I also need to write model evaluation code. I’ve played with a few models (GPT-5-mini is better but pretty slow; GPT-4.1-mini is pretty good; and I found that 4o-mini was almost as good as 4.1-mini at less than half the cost), but I should do the work to evaluate models beyond the vibes.

In a real project I’d also add more logging and analytics—not only to keep an eye on AI usage, but to see how the AI is actually performing. I also didn’t do this weekend build with pull requests like I usually do, so none of the code has been reviewed by an AI code review tool (like Copilot, CodeRabbit, Greptile, or Cursor’s BugBot).

But I still consider knocking out a project like this in five hours a huge success in showing what AI-assisted coding can do. I spent more than double that time working on the backing material (which is almost 20,000 words of background text) to feed the RAG engine.

Conclusion

If I’m honest, I don’t think the Interactive CV could have been built in under a week—even six months ago. Not because the code was hard, but because the integration work is where projects usually die: streaming UI polish, glue code, prompts, RAG wiring, and the thousand tiny cuts that turn a “weekend idea” into a pile of half-finished branches.

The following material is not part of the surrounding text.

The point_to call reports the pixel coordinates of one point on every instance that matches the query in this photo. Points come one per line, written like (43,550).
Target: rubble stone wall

What’s different now is that the tooling has started to fit into the way my brain already works. When I get an idea while biking, I don’t pull over to dictate a voice memo anymore. I dictate to Claude Code, and when I get home there’s often a pull request waiting. That still feels slightly ridiculous to type, but it’s also real. The loop is tighter. The cost of experimentation has dropped. I try more ideas because it’s cheap—in time, if not always in tokens.

I have no idea what the next year looks like. Things have gotten better so quickly that I can’t tell whether we’re in the middle of a continuous curve, or we just hit a burst of capability and we’re going to plateau for a while. Either way, one trend feels obvious: the economic side of coding is changing as fast as the technical side.

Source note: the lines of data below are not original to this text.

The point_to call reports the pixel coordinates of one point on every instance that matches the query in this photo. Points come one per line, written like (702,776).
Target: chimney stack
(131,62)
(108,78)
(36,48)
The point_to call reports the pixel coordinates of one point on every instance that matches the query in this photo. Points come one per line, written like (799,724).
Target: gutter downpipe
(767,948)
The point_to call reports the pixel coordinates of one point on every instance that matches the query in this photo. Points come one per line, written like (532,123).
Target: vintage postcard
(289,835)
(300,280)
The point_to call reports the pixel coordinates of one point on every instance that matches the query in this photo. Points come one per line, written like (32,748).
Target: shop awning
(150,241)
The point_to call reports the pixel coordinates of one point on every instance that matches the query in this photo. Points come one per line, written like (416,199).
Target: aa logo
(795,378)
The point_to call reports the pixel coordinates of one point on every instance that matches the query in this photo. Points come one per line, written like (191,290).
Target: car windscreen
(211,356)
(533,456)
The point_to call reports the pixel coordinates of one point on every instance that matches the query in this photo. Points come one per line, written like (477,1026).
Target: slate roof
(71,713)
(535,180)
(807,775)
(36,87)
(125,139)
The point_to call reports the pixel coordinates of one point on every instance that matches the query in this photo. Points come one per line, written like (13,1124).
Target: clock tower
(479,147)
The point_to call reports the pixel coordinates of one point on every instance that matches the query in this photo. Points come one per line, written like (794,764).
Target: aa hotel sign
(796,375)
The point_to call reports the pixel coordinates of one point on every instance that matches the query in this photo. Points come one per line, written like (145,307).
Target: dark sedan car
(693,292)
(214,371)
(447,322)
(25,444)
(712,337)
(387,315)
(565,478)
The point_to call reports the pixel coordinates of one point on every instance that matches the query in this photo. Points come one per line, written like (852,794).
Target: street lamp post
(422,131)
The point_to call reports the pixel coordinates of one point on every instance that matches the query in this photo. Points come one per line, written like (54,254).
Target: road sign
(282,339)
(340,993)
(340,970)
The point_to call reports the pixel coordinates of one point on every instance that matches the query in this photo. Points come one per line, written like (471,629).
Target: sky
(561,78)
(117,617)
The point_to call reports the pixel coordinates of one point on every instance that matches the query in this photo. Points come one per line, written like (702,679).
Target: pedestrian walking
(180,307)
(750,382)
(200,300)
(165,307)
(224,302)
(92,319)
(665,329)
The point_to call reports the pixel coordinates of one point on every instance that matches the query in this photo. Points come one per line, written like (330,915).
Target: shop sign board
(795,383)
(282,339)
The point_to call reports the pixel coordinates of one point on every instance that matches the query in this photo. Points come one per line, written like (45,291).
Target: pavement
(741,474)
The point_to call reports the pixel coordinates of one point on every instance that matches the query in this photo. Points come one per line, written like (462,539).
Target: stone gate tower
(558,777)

The cost of coding is going up in a new dimension—not developer salary, but inference. That will create AI haves and have-nots: teams with the budget (and contracts) to run the best models at scale, and everyone else squeezing value out of free tiers, smaller models, and clever workflows.

And whenever there’s a widening gap and money on the table, the ugly stuff follows. If premium inference becomes a serious advantage, we should expect more credential abuse and key theft attempts—not because developers are inherently shady, but because incentives push in that direction. The right response isn’t to romanticize it; it’s to acknowledge it and design for it: least-privilege keys, short-lived tokens, rate limits, audit logs, and a default assumption that anything long-lived will eventually leak.

For me, the practical takeaway is simple: I’m leaning harder into agentic workflows, but I’m not giving up engineering discipline. Diffs still matter. Tests still matter. Observability still matters. The tools are finally good enough that I can move faster without turning my codebase into a vibe-coded haunted house of eldritch horrors - and that’s the part that feels like the real step change.